Henry Hyndman October 1909

Socialism and Labourism in England.


Source: International Socialist Journal (United States) October 1909, Vol. X no. 4, pp. 351-353;
Transcribed: by Ted Crawford.


Some time ago you wrote to me asking me to send you my views as to the position of Socialism and the Labour Party in this country. Unfortunately I am so much taken up still with the mere bread and butter sciences that I can do little more in the way of writing and speaking for Socialism than I am doing already. In fact, it will take me twice my present life to catch up with the work I feel I ought to do. You must therefore excuse a brief statement of my opinion about the present situation in England. If your readers wish to see my analysis of the general position here, and care to verify how completely that summary has been borne out by events, they can look back at an article of mine in the first number of your Review.

What has happened is precisely that which those who know best the ignorance and character of our working people saw to be inevitable if trade union leaders failed to develop vigour and initiative, As M. Clemenceau said more than three years ago, when lunching with me in Paris, “la classe ouvriere en Angleterre est une classe bourgeoise” – the English working class is a bourgeois class. That is absolutely true. It is ignorant, prejudiced, anxious to make petty profits for itself, and given over, in many cases, especially in the north of England and Wales, to the most canting and loathsome form of Religionism. Consequently, it has accepted in full the Political Economy of its worst enemies, holds that compromise is the highest wisdom, never accepts any definite principle with a view to pushing it to a conclusion, and believes that there is no way out of the present miserable system, because the governing classes say so.

The Labour Party, coming to the front at a time when the whole country was sick of both the existing factions, had a magnificent opportunity, if its Members of Parliament had acted straightforwardly upon Socialistic lines, of awakening the whole nation to the possibilities of social revolution. This they had neither the courage nor the ability to do; although all the really hard and dangerous work of Socialism in England had been done long years before the Independent Labour Party, and longer years before the Labour Party was ever heard of. They do not even take up and push vigorously palliatives of the existing anarchy formulated and advocated by the S.D.F. for more than seven-and-twenty years. They have been content to accept with gratitude just what the Liberals thought proper to chuck to them. The result of this, combined with their failure to criticise with any effect the proposals of Ministers, has been that they have lost all influence with really advanced men, and are now being rapidly absorbed into the capitalist Liberal party. The process has been going steadily on for some time past; but until the Labour Party resolved to support Mr. Lloyd George’s Budget, which puts more than ten times the amount of additional taxation on the workers that is imposed upon the landowners, the people at large thought the Labourists, though incompetent, were still independent. Now they are being taught the truth daily.

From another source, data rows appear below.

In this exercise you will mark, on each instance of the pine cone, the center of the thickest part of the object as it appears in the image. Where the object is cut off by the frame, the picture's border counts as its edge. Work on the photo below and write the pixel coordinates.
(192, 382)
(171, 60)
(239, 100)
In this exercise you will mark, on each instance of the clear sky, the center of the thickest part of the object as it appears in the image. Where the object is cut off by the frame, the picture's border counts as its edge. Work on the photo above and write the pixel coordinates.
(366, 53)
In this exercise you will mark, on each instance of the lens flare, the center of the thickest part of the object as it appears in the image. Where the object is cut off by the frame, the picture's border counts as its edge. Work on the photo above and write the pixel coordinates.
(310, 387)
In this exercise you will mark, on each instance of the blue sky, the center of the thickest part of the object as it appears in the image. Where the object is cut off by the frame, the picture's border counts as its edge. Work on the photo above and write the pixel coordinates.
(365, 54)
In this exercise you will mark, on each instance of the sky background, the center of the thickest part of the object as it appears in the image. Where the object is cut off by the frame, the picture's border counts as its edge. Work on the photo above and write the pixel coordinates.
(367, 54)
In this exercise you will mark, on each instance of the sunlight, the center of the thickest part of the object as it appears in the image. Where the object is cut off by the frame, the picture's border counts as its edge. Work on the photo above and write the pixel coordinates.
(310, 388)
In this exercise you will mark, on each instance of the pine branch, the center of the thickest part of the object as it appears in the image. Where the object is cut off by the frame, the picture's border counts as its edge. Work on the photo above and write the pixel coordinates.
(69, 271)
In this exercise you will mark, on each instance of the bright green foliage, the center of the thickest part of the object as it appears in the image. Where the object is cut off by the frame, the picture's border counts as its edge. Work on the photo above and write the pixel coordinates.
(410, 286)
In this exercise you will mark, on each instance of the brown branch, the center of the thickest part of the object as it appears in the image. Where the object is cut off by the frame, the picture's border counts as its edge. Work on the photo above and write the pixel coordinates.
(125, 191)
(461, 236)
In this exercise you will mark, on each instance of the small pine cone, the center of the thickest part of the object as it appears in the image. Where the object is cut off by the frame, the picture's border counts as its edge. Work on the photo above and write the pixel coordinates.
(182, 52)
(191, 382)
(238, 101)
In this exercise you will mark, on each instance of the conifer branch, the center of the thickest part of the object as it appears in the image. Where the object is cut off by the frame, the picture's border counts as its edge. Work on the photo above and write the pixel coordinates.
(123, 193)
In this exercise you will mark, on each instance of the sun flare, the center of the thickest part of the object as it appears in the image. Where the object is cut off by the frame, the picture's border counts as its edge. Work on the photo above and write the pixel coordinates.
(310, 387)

Nothing has surprised me more, I confess, than the attitude of your Review in regard to this miserable surrender. Anyone would think to read the International Socialist Review and its comments on British Socialism, that the one object of Socialist work in England is to get men who belong to the working class into Parliament, quite regardless of the principles which they hold. When a man once succeeds, no matter at what price in the way of sacrificing the principles of Socialism, in getting M.P. tacked on to his name as a Labourist, the revolutionary Socialists who have done and are doing all the really valuable Socialists propaganda in this country are told that they are not practical men, and that they ought to give up the results of thirty years of propaganda in order to come to terms with the Labourists and Liberals in a nice semi-Socialist “successful” sort of way.

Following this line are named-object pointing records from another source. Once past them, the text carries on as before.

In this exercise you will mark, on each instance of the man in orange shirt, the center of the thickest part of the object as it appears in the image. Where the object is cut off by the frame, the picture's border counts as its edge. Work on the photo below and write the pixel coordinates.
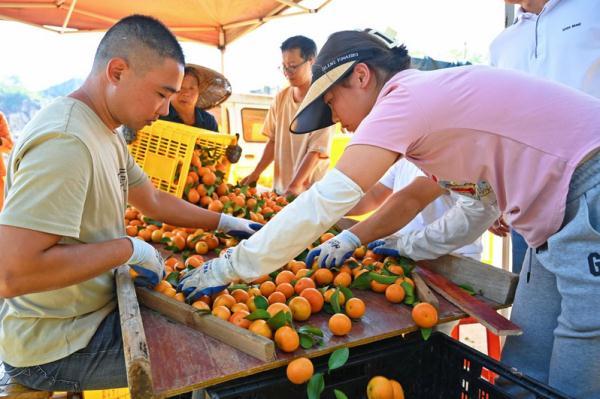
(5, 146)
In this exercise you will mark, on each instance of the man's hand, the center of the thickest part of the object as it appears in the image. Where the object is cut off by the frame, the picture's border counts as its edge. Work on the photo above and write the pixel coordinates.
(203, 280)
(294, 190)
(385, 247)
(500, 228)
(335, 251)
(251, 178)
(237, 227)
(147, 262)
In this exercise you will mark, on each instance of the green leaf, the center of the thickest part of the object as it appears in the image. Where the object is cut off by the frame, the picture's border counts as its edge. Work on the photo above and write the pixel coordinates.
(339, 394)
(316, 385)
(426, 333)
(261, 302)
(347, 292)
(335, 301)
(238, 287)
(279, 320)
(380, 278)
(173, 278)
(338, 358)
(468, 289)
(409, 299)
(308, 329)
(306, 341)
(362, 282)
(259, 314)
(352, 264)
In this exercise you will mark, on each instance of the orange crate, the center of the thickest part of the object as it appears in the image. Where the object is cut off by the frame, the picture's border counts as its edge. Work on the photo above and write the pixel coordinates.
(164, 151)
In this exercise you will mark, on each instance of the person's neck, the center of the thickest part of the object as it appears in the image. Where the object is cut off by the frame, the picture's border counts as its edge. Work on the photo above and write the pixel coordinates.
(533, 6)
(90, 93)
(184, 112)
(299, 92)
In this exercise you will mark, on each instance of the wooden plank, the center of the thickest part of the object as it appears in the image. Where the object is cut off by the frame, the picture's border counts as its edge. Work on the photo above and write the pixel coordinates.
(493, 283)
(484, 313)
(137, 360)
(255, 345)
(424, 294)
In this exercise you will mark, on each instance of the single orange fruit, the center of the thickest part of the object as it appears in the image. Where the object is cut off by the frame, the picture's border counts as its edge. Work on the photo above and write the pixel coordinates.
(355, 308)
(287, 339)
(340, 324)
(277, 297)
(323, 277)
(240, 295)
(222, 312)
(267, 288)
(300, 307)
(380, 388)
(285, 276)
(425, 315)
(300, 370)
(394, 293)
(302, 284)
(315, 298)
(261, 327)
(286, 288)
(329, 293)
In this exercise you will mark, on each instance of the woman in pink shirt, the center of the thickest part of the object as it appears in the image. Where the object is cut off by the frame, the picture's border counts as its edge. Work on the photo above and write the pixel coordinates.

For my part I utterly repudiate and contemn such criticism and such suggestions. I, for one, threw myself into the Socialist movement thirty years ago at the cost of position, property, friends and comfort, because I saw that until the capitalist system is completely overthrown the worst form of slavery must still continue. Therefore, though the S.D.F. was the first organization to propose the Eight Hour Bill, the Free Feeding of Children in all Public Schools, the Nationalization of Railways, Gratuitous Secular Education from the Public Schools up to the Universities, the Organization of Unemployed Labour on Co-operative Principles by the Community, and several other palliatives which we have always advocated, we, nevertheless, have at no time compromised in any way, and have always refused to sink our revolutionary programme by trafficking with the profit-mongers.

We do not pretend to be satisfied with the progress we have made. Our countrymen, however, are so badly educated, and slumdom is so rampant in our cities, that we could not possibly have done more in the way of Socialist propaganda than we have achieved. But it is sad, not to say disgusting, to see men who know better taking advantage of our unpaid and exhausting toil to make good positions for themselves, pecuniarily and politically, by deliberately trading away the interests of the workers to the exploiting class. You can see plainly enough in America whither such a policy must lead for you. I hope, after this letter, you will take the trouble to apply the same canons of political and social criticism to what is happening here for us. The Labour Party in England today is the greatest obstacle to Socialist progress at home; while the leaders of that party by their insulting refusal, when in Germany, to recognize the German Social Democratic Party in any way, showed to all the world how completely out of touch they are with International Socialism abroad, though recognized as Socialists by the International Socialist Bureau.